Background: Clinical trial data suggest right ventricular pacing may lead to pacemaker-induced cardiomyopathy, increasing risk of heart failure (HF) and death, but that cardiac resynchronization therapy (CRT) may decrease risk among pacemaker patients with heart-failure and an anticipated need for frequent pacing.
Objective: To estimate the prevalence of HF diagnosis and subsequent upgrade to CRT among pacemaker patients using a large contemporaneous real-world population.
Methods: Optum® de-identified Electronic Health Record dataset (2007-2017) and Medtronic device data were linked to examine records of pts (age>18 years) with a pacemaker and atrioventricular (AV) block. The proportion of pacemaker patients with a HF diagnosis prior to implant was analyzed as well as time from implant to HF diagnosis for patients without a prior diagnosis. Finally, time from HF diagnosis to CRT upgrade was analyzed for patients with HF diagnosis occurring after pacemaker implant.

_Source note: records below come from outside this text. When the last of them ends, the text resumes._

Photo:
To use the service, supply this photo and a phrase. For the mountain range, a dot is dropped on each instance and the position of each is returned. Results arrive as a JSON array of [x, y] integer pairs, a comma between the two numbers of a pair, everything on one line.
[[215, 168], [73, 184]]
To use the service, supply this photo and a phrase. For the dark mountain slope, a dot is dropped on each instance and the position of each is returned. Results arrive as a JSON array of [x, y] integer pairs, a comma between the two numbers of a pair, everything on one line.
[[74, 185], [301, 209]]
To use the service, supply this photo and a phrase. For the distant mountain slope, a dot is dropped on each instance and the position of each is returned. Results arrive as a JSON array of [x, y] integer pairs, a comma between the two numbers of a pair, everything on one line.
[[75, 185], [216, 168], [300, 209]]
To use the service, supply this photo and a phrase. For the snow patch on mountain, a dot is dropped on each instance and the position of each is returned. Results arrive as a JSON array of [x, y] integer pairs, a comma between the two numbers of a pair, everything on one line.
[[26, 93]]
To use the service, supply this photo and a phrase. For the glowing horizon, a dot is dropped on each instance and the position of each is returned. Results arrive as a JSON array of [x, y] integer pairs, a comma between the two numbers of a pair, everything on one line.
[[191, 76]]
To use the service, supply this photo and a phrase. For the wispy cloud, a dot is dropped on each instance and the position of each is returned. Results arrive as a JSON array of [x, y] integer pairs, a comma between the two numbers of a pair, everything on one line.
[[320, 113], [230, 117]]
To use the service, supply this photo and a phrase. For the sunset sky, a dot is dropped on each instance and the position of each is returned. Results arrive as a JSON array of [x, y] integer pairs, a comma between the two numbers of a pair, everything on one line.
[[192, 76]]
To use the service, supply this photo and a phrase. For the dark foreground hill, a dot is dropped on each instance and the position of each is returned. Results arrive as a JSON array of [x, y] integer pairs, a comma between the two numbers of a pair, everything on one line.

Results: Among 23,377 pacemaker patients with an indication for AV block (median age 76, 55% male), 4,639 (19.8%) had HF diagnosis prior to implant. Among the 18,738 patients without a prior diagnosis, an estimated 31.5% [95% CI: 30.3%, 32.7%] were diagnosed within six years. Among 2,994 patients diagnosed with HF after implant, an estimated 7.2% [95% CI: 6.2%, 8.2%] upgraded to CRT within 24 months of their diagnosis.
Conclusion: In a large, contemporaneous sample of pacemaker patients with AV block, HF diagnosis is common, with over half of patients receiving at least one diagnosis either prior to implant or within six years after. However, CRT upgrade remains relatively uncommon among these patients.